Die Bundesregierung hat in der laufenden Wahlperiode bisher Rüstungsexporte im Wert von 22,5 Milliarden Euro genehmigt.

Das geht aus einer Antwort des Wirtschaftsministeriums auf eine Anfrage der Linken-Bundestagsabgeordneten Sevim Dagdelen hervor, die der Deutschen Presse-Agentur vorliegt. Hauptempfänger waren mit Ungarn (2,66 Milliarden Euro) und den USA (2,36 Milliarden) zwei Nato-Staaten.

Unter den zehn wichtigsten Abnehmerstaaten der deutschen Rüstungsindustrie sind aber auch mehrere Länder, die weder der Nato noch der Europäischen Union angehören – unter anderen Algerien (2,0 Milliarden), Ägypten (1,88 Milliarden) und Katar (0,72 Milliarden). Besonders umstritten sind die Ausfuhren nach Ägypten, weil der Regierung des arabischen Landes nicht nur Menschenrechtsverletzungen vorgeworfen werden, sondern sie auch in die Konflikte im Jemen und in Libyen verwickelt ist.

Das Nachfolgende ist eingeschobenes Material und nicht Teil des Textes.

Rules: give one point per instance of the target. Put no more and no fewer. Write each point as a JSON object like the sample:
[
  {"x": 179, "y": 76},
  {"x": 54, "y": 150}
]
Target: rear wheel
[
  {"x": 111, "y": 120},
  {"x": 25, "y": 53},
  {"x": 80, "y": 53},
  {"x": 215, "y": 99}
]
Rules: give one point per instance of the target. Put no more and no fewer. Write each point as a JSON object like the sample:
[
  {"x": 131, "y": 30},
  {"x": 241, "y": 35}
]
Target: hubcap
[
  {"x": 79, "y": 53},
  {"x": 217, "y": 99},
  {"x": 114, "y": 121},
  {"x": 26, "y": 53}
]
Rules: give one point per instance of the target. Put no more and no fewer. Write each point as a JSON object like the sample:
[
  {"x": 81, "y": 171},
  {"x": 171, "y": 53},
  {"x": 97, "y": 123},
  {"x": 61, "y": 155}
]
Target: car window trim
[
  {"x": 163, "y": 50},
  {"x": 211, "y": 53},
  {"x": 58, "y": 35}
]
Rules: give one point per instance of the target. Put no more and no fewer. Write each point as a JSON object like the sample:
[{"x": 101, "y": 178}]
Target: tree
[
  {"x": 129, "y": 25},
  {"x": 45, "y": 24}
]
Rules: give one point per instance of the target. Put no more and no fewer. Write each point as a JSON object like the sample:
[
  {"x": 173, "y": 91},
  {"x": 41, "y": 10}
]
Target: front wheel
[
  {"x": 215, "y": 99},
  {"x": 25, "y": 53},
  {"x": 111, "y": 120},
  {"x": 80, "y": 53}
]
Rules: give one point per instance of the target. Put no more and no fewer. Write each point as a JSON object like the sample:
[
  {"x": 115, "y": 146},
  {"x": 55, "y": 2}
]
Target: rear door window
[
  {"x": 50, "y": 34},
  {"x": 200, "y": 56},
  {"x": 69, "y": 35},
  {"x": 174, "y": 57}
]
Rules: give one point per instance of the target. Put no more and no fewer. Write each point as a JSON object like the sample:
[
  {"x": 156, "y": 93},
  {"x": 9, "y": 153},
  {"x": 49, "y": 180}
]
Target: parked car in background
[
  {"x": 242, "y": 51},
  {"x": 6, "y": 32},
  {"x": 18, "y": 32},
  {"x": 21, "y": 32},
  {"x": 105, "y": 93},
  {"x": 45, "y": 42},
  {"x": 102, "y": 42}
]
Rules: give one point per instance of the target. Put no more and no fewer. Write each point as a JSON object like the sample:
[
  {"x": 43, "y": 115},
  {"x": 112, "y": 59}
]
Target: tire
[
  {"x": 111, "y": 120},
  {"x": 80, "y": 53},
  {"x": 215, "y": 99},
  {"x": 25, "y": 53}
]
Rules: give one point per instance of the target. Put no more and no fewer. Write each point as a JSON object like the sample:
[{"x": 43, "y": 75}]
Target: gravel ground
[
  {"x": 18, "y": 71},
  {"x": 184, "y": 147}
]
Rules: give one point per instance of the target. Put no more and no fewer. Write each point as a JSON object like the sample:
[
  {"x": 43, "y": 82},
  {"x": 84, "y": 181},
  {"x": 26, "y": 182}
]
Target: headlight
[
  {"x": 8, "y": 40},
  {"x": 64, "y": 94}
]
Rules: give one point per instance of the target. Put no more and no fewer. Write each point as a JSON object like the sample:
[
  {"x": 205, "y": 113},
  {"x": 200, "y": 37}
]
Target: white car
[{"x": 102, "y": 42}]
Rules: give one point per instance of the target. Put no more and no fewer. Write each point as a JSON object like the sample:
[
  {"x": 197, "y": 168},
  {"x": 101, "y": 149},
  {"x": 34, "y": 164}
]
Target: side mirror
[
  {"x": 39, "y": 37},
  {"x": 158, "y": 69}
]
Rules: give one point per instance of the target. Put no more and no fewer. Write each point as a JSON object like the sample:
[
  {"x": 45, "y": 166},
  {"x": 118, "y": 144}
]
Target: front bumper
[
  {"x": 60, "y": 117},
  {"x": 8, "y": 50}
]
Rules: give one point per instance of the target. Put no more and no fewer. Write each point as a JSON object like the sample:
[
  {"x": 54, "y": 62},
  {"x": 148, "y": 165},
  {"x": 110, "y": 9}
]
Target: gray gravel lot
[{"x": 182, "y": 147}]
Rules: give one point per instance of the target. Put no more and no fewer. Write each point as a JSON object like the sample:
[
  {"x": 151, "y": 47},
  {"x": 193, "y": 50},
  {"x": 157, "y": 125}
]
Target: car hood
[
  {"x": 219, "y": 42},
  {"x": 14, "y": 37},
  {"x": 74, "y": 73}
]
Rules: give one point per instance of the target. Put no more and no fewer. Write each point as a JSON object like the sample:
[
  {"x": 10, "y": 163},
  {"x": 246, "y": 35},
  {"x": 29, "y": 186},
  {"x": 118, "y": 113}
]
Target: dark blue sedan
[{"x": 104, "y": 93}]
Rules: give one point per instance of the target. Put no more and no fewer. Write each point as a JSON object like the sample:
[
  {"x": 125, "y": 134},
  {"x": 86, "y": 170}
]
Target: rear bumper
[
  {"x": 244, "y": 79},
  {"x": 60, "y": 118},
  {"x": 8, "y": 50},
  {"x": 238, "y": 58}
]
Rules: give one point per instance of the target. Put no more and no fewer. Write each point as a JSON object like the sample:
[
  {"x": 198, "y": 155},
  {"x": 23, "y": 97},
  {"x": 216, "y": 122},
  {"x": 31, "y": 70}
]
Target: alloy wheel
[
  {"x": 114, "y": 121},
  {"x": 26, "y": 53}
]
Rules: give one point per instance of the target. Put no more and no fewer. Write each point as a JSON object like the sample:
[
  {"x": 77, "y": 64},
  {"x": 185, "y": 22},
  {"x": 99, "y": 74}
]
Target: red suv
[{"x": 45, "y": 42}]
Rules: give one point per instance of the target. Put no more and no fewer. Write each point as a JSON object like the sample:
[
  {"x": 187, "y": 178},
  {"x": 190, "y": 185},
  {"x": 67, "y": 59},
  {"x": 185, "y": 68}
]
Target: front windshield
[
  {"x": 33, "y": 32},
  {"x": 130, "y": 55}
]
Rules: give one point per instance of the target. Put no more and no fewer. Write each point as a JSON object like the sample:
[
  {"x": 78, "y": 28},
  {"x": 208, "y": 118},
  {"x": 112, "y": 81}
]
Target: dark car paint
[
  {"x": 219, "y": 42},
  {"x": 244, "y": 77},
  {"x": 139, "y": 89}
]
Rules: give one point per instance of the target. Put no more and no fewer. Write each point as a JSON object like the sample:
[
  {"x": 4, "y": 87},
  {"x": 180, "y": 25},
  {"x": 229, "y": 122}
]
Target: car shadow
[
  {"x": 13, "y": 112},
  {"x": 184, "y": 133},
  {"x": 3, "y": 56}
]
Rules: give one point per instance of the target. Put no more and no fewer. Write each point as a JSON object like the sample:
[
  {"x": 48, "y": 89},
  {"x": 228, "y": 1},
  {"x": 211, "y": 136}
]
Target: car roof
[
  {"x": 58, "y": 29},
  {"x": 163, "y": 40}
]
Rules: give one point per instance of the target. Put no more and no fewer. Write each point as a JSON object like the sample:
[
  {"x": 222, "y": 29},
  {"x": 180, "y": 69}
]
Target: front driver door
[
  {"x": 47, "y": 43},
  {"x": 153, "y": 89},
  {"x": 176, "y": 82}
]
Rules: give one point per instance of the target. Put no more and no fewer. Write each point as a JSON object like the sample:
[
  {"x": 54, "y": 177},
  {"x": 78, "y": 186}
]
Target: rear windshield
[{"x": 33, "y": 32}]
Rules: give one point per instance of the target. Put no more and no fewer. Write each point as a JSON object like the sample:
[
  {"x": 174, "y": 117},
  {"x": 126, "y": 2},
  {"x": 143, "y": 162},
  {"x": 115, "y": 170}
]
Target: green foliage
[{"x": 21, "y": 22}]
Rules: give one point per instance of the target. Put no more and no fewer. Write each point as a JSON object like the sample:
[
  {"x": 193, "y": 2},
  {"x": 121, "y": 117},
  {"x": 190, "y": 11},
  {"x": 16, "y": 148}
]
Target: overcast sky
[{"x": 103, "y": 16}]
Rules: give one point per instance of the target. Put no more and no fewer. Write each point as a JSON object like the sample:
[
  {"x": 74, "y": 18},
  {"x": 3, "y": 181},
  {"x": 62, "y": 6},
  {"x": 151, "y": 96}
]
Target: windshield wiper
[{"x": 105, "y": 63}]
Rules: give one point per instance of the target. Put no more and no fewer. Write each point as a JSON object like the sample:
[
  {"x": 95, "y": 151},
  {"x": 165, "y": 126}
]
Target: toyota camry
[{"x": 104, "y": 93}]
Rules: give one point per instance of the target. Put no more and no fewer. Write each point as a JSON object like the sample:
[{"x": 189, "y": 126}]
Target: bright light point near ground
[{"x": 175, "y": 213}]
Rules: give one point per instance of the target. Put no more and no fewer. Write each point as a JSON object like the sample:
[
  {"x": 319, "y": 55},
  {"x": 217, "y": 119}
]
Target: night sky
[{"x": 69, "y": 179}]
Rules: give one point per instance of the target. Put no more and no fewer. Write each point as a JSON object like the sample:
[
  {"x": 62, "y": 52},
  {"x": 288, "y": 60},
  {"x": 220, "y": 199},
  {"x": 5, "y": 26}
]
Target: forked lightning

Die Zahlen gelten für den Zeitraum von der Konstituierung des Bundestags am 24. Oktober 2017 bis zum 8. August 2021. In diesen Zeitraum fällt das Rekordjahr 2019, in dem die Regierung aus Union und SPD Rüstungsexporte für 8,02 Milliarden Euro genehmigt hatte. Für die vorhergehende Legislaturperiode gibt es keine genaue Vergleichszahl. In der gesamten Ära von Bundeskanzlerin Angela Merkel (CDU) seit Ende 2005 summieren sich die genehmigten Ausfuhren auf mehr als 85 Milliarden Euro. Das geht aus den Exportberichten der Regierung hervor.

Die Linken-Außenpolitikerin Dagdelen kritisierte die Rüstungsexporte in der laufenden Wahlperiode als „Öl ins Feuer der zahlreichen Kriege und Konflikte“. „Es braucht hier dringend einen Politikwechsel hin zu einem Stopp der Waffenexporte insbesondere an Entwicklungsländer sowie in Spannungs- und Kriegsgebiete“, forderte sie. (dpa)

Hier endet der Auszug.